Et Rebecca Ruiz, ministre vaudoise de la Santé, elle en a pensé quoi durant cette crise? «J'imagine bien que son métier est tout aussi compliqué. Mais je l'ai trouvée un peu maladroite quand elle parlait du personnel de santé. On nous a très vite affichés comme des super-héros que nous ne sommes pas, pour nous abandonner progressivement à nos tâches.»

Aujourd'hui, Sophie a repris des forces et voit en l'avenir une première salve de sérénité.

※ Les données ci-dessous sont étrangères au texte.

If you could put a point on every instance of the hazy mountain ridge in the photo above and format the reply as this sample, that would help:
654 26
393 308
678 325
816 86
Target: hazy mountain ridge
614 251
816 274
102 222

Elle quitte le front, mais ne lâche pas tout à fait la profession. Pas question donc d'ouvrir un food-truck ou d'investir dans le bitcoin. «Je me suis dit que je pouvais me lancer en oenologie, mais je risquais de boire tous les vins qui me passeraient sous le nez!» Elle se marre au bout du fil. Voilà peut-être déjà un petit morceau de reconversion.

* Sophie est un prénom d'emprunt

Cet article a été publié une première fois dans le cadre de la grève d'une partie du personnel du Chuv en juin dernier.